When the meeting started, Kyle was the one running the first session. He stood up at the head of the table and ran a PowerPoint presentation on the impact of new media.
It was really a conference for managers. Anyone who worked on the front lines and got stuck tweeting for a client who didn’t understand Twitter etiquette, or tried to convince a company that their idea for a blog on whatever widget they were pushing needed to have a personal touch, already knew everything Kyle was talking about. Monica didn’t, but that’s why she had a team of lowly account execs like me.
My eyelids were getting heavy. I made thumbnail sketches of the people in the room, to keep myself awake. Kyle wasn’t bad to look at, but he talked about social media in a very corporate way. He was linear and overly precise. It was all about metrics and numbers and staying on point, like the PR textbook version of social media. Drawing the angle of his eyebrows was far more interesting.
“So here’s the thing,” Kyle said. “There’s a lot of random conversation on Twitter, but if you’ve got a copywriter tweeting for a brand, you have tell them to be specific. Don’t let them take a picture of their lunch and call it a tweet.”
I shook my head and sighed.
“Excuse me?” Kyle said, eyes wide. I guess I’d been more obvious than I’d thought.
“It’s just that—I disagree.” I’m not sure where my sudden outspokenness came from, other than the fact that I was possibly too tired to be self-conscious. “If you have a brand that needs to work on being approachable, maybe you do need to focus on a more personal side. Maybe you set up Twitter accounts for a few key players, get them to tweet about their lives, and throw in details about work from time to time.”
Kyle didn’t say anything. Everyone was staring at me, so I did that nervous thing I always do and kept talking when an uncomfortable silence would have been far more merciful. “Say Jill from product development is working through lunch on a project she’s really excited about. She’s R & D and it’s prelaunch, so she can’t talk about the actual product, but she can tweet a picture of last night’s leftovers on her desk. Maybe there’s a company logo somewhere in the background. She can tweet something like ‘So excited about this new project, I don’t even mind eating leftover meatloaf at my desk.’ Then people will want to know what the project is.
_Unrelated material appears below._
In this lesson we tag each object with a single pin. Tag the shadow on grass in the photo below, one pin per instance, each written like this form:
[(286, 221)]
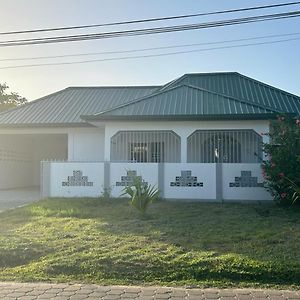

They’ll be curious. It’s not a sales pitch. It’s voyeurism. When that project launches, her followers will be interested because it’s something Jill cares about, and they’ve come to care about Jill. She’s commented on their car troubles and bad breakups. She’s not a salesman. She’s their friend.”
Once, in tenth grade, I was so into reading
My Antonia
in my lap, under the desk, during math class that I forgot where I was and burped really loud. The whole classroom stared at me. Nervous laughs erupted around the room, and I wished I could shrink up small enough to crawl inside my desk.
That’s pretty much what it felt like when I told Kyle I disagreed with his Twitter philosophy. Someone giggled. I felt my face getting hot. But then I thought, Jessie Morgan would have done that. She would have challenged anyone who was wrong, without worrying about what they thought of her. I was right. I had a good point. I wasn’t going to be embarrassed by that.